Music is tonal when all of its pitch content is organized around a central tonic pitch in a pre-established hierarchy (CED PIT-2.H.1).
Tonal organization defined Western common-practice music from roughly 1650 to 1900, and 'common practice' is another name for this style.
Tonality also shows up outside that era, including pop, folk, jazz, and some Western music written after 1900.
Functional harmony is tonality in action, because each chord's label (tonic, dominant, predominant) describes its job relative to the home pitch.
Cadences reinforce tonal structure, with conclusive types (perfect authentic, plagal) landing on the tonic and inconclusive types (half, imperfect authentic, deceptive) leaving the phrase open.
The V-I resolution is the strongest move in tonal music because the leading tone and other tendency tones in V pull directly into the tonic.
Tonal music is music organized around a central pitch called the tonic, where every other pitch relates to it in a fixed hierarchy. It's the system behind keys, functional harmony, and cadences, and it's the foundation of the entire AP course.
No. Tonality specifically describes the Western common-practice tradition from about 1650 to 1900, plus styles like pop, folk, and jazz that use the same tonic-centered organization.

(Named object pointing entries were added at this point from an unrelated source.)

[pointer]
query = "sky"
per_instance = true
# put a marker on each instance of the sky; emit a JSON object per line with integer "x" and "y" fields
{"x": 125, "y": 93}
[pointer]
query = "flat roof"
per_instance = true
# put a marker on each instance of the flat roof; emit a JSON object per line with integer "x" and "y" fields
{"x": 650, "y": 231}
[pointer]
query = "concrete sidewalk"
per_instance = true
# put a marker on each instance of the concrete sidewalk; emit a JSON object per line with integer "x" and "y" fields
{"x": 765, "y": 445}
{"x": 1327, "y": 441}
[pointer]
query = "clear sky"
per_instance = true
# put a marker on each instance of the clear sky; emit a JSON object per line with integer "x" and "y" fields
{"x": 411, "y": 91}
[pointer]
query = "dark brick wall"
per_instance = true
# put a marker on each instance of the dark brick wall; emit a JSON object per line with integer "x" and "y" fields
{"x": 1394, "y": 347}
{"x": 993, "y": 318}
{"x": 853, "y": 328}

Music without a central pitch hierarchy (like much atonal 20th-century music) isn't tonal, and the AP exam stays inside the tonal system.
Tonal describes the overall system of organizing pitches around a tonic, while diatonic describes notes and chords drawn from the key's own scale. A piece can use chromatic, non-diatonic chords and still be fully tonal as long as everything relates back to the home pitch.
Common practice is the CED's other name for tonal music, referring to the Western tradition from approximately 1650 to 1900. The harmony, voice leading, and cadence rules you learn in AP Music Theory come from this period.
The V chord contains tendency tones, especially the leading tone (scale degree 7), which sits a half step below the tonic and pulls up to it. That pull makes V-I the most basic and most conclusive progression in tonal music, and it's the backbone of the perfect authentic cadence.